Megaloblastic Erythropoiesis- An Incidental Finding in Idiopathic Thrombocytopenic Purpura

Abstract

Idiopathic thrombocytopenic purpura(ITP) presents as a primary form characterized by isolated thrombocytopenia(platelet count < 100 × 109/L) in the absence of other causes or disorders that may be associated with thrombocytopenia, or a secondary form in which immune thrombocytopenia develops in association with another disorder that is usually immune or infectious. The diagnosis of ITP is usually a diagnosis by exclusion based on a demonstration of peripheral thrombocytopenia, with a history, physical examination, and complete blood count that do not suggest another cause for the thrombocytopenia ITP may affect individuals of all ages, with peaks during childhood and middle aged.
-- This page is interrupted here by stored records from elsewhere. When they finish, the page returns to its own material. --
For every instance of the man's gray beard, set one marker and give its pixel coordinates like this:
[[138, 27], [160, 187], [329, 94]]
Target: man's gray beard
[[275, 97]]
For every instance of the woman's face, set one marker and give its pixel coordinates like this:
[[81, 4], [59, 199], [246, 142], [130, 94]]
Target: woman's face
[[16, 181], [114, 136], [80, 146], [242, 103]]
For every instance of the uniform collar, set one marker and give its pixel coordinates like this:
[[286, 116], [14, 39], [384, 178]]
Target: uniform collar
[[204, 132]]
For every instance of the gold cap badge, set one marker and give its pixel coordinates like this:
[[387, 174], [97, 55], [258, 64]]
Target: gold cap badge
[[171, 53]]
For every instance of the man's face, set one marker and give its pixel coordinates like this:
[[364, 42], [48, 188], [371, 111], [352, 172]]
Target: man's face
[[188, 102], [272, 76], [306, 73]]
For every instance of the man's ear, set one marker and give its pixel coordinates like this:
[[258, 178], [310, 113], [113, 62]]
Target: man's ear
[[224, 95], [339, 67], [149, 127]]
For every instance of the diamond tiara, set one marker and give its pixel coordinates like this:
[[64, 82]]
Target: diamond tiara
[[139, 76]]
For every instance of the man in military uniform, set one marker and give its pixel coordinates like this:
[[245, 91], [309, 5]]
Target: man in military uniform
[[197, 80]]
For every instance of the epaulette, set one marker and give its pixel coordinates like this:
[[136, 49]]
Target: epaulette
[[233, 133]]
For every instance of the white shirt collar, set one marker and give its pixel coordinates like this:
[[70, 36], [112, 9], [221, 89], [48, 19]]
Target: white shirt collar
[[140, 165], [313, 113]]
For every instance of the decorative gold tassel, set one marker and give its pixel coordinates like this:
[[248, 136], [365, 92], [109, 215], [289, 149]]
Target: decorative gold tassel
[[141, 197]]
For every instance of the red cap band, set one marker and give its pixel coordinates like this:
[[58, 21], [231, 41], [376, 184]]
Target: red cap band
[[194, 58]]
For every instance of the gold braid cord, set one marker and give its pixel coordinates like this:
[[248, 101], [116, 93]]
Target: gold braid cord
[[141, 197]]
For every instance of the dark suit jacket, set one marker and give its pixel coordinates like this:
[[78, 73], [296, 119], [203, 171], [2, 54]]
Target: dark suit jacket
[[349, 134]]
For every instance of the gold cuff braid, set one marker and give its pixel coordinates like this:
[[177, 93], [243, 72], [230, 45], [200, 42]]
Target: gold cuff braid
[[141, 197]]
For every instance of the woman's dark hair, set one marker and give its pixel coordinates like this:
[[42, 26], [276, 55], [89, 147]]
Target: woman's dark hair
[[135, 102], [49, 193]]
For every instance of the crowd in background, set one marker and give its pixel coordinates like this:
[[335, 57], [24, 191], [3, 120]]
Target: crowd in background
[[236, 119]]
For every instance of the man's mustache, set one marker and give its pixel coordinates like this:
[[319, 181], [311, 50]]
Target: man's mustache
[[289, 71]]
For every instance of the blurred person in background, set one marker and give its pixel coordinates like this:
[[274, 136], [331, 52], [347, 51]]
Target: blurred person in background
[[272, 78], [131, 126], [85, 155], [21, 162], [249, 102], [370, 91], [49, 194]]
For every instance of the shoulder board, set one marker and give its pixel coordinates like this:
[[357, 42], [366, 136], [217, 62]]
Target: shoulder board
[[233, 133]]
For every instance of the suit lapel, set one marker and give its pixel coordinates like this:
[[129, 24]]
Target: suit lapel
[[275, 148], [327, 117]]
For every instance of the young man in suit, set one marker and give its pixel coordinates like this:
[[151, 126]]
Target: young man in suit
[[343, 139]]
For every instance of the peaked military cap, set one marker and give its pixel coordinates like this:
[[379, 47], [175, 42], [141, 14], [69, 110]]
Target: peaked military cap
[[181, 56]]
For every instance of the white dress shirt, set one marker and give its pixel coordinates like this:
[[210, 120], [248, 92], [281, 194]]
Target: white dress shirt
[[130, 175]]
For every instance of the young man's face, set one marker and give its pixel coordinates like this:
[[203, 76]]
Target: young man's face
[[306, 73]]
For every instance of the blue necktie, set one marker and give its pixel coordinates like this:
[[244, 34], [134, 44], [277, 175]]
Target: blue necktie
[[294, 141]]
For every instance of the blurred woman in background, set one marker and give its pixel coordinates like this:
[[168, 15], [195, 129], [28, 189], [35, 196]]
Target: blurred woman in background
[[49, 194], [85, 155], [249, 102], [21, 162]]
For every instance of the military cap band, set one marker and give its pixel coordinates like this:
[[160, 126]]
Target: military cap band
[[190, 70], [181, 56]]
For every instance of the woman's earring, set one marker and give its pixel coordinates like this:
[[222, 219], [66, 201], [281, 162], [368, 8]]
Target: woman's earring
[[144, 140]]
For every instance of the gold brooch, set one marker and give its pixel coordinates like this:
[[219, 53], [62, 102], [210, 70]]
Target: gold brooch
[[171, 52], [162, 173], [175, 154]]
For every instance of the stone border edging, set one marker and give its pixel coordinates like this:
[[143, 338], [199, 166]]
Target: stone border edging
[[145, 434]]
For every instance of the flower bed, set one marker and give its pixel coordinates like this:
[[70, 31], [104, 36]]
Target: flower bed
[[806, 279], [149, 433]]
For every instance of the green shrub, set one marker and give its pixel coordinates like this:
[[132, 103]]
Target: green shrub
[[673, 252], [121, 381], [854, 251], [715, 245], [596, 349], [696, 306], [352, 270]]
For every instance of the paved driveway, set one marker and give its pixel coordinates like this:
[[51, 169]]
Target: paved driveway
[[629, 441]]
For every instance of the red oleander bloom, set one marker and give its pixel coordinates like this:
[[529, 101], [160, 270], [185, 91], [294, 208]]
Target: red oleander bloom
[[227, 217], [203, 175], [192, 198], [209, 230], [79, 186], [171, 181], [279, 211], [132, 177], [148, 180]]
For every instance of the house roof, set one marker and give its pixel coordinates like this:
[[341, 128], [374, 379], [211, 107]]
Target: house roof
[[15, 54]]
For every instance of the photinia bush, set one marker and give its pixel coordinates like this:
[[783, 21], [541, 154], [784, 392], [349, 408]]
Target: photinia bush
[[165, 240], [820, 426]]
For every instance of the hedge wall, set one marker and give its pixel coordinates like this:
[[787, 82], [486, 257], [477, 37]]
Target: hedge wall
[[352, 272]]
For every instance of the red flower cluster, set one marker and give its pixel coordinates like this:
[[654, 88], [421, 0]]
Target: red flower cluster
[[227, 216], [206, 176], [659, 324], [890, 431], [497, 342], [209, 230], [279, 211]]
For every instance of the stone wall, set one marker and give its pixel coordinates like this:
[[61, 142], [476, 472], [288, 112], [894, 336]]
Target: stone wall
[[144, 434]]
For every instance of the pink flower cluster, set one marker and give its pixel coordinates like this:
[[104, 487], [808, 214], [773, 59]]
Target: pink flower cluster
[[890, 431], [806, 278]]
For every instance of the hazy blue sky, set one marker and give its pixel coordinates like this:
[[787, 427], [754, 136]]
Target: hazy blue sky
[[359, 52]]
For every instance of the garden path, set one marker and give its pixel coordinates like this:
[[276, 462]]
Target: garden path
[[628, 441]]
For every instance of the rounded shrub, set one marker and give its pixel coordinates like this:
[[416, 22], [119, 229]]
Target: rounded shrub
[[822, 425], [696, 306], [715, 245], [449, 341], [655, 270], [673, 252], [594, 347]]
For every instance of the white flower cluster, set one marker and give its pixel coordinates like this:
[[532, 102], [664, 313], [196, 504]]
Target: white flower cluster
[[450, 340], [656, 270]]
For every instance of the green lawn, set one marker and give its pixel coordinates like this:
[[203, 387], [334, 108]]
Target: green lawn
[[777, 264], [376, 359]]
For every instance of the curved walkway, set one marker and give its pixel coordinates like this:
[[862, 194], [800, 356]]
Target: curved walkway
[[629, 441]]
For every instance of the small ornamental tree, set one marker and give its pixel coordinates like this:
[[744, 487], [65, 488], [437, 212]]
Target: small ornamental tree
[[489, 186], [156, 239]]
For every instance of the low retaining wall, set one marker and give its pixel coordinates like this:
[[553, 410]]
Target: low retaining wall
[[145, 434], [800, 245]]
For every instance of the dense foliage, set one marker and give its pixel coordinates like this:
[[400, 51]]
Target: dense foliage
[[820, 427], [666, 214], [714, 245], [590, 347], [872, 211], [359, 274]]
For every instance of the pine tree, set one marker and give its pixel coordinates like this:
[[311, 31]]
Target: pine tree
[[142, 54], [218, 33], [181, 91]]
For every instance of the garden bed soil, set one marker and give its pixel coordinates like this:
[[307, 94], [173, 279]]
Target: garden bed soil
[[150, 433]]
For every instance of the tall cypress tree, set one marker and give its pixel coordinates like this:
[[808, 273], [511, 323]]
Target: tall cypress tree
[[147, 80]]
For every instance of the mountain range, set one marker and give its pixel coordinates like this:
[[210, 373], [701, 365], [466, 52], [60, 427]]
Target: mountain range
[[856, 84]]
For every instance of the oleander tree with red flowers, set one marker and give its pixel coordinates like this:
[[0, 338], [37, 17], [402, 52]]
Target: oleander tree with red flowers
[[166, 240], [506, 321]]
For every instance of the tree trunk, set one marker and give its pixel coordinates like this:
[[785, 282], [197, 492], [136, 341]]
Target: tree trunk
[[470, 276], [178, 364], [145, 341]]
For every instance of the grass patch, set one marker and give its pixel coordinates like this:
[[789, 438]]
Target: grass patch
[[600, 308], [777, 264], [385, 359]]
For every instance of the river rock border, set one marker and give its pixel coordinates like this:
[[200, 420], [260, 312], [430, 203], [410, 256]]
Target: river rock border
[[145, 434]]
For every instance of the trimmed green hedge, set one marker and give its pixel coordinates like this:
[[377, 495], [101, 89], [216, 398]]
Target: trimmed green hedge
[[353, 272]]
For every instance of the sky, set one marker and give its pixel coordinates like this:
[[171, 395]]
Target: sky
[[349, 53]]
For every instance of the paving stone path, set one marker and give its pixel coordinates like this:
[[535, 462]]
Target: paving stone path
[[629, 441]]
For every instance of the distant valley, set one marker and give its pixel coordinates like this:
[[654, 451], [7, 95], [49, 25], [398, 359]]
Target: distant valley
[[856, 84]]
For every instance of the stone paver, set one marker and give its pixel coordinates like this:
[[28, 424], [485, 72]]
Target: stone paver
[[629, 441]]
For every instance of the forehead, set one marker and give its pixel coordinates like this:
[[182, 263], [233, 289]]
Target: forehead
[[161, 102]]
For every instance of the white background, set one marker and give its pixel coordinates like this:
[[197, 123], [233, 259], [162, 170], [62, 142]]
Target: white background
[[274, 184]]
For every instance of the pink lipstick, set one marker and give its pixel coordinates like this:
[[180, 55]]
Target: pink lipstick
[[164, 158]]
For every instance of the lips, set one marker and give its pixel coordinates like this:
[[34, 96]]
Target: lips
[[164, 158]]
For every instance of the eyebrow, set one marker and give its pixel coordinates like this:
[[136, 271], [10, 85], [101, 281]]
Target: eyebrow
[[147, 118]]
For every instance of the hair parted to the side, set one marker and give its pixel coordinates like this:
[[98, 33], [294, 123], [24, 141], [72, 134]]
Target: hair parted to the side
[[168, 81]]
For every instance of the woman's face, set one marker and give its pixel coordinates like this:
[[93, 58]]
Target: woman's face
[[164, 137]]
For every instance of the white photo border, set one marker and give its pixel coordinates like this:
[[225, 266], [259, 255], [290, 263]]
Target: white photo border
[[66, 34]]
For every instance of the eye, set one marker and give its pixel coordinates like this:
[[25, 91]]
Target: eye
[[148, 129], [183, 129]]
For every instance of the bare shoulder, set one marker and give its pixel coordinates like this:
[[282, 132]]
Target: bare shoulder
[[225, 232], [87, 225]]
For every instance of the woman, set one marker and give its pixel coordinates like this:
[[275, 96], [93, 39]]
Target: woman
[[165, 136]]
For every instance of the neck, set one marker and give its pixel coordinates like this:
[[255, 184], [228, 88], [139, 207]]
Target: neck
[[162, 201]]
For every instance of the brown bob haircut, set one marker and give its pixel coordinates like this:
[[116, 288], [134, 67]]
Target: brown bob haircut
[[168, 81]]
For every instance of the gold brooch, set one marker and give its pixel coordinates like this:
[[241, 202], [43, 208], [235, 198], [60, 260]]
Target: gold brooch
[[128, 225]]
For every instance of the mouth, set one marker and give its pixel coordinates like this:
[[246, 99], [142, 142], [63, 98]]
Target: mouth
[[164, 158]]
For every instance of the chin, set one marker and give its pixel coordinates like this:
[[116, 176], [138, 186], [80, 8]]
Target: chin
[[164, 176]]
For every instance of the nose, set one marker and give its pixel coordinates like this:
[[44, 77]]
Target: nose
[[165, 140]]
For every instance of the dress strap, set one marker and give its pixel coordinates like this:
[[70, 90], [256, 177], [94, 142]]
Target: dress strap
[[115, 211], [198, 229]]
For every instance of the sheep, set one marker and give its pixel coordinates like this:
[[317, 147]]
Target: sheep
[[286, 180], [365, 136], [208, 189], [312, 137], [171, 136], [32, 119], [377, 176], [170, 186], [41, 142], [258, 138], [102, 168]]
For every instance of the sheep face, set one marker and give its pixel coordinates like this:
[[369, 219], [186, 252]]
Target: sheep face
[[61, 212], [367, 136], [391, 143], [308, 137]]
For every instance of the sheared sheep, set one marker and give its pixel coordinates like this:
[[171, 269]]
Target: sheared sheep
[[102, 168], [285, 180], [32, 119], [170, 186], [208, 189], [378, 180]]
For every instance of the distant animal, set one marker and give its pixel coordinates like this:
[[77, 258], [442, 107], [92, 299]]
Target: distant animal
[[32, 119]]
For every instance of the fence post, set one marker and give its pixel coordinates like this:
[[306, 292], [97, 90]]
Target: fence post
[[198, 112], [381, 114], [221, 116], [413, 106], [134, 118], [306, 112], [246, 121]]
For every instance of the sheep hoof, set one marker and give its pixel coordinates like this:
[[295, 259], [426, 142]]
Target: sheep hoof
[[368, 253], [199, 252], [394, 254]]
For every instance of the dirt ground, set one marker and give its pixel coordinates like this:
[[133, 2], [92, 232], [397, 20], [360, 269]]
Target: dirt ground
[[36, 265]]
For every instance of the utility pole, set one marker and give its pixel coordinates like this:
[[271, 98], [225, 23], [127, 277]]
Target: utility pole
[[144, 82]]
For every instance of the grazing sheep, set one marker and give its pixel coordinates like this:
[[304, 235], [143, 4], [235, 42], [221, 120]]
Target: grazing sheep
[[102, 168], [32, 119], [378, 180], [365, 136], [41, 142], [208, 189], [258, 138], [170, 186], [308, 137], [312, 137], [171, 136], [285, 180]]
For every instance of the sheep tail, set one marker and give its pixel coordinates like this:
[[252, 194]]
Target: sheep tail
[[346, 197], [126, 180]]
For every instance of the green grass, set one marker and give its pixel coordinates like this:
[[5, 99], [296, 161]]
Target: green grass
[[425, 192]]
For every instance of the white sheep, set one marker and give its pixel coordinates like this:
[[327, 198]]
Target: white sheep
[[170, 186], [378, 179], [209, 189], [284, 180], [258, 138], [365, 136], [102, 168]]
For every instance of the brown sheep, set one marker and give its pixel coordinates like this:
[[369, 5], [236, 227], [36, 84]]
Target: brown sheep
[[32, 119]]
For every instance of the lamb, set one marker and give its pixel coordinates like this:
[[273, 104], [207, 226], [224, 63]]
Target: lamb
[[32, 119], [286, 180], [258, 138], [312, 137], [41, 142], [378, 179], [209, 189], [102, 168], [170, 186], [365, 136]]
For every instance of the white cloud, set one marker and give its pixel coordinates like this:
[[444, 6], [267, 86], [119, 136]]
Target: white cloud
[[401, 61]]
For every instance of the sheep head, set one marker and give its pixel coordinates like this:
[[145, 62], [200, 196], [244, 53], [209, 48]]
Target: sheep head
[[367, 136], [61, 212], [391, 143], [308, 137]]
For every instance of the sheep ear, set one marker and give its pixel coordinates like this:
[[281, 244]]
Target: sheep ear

Pallor was the most common clinical manifestation of ITP. The pathogenesis of ITP is complex, involving alterations in humoral and cellular immunity. Thrombocytopenia is caused by antibodies that react with glycoproteins expressed on platelets and megakaryocytes (glycoprotein IIb/IIIa, Ib/IX and others), causing shortened survival of circulating platelets and impairing platelet production. Bone marrow examination done in most of the patients. Micro- normoblastic erythropoiesis found to predominate. Megaloblastic erythropoiesis found in 20.3% cases. Megaloblastic erythropoiesis- A finding which can be seen in vitamin B12 deficiency, Anti intrinsic factor or Anti gastric mural cell antibodies and may be associated with other disorders of autoimmunity, the most usual being autoimmune thyroid disorders, type I diabetes mellitus, hypoparathyroidism, Addison's disease, post-partum hypophyseal necrosis, ulcerative colitis and vitiligo. The aim of this study is to correlate Bone marrow aspiration findings and possibility of autoimmunity with Idiopathic thrombocytopenic purpura (ITP).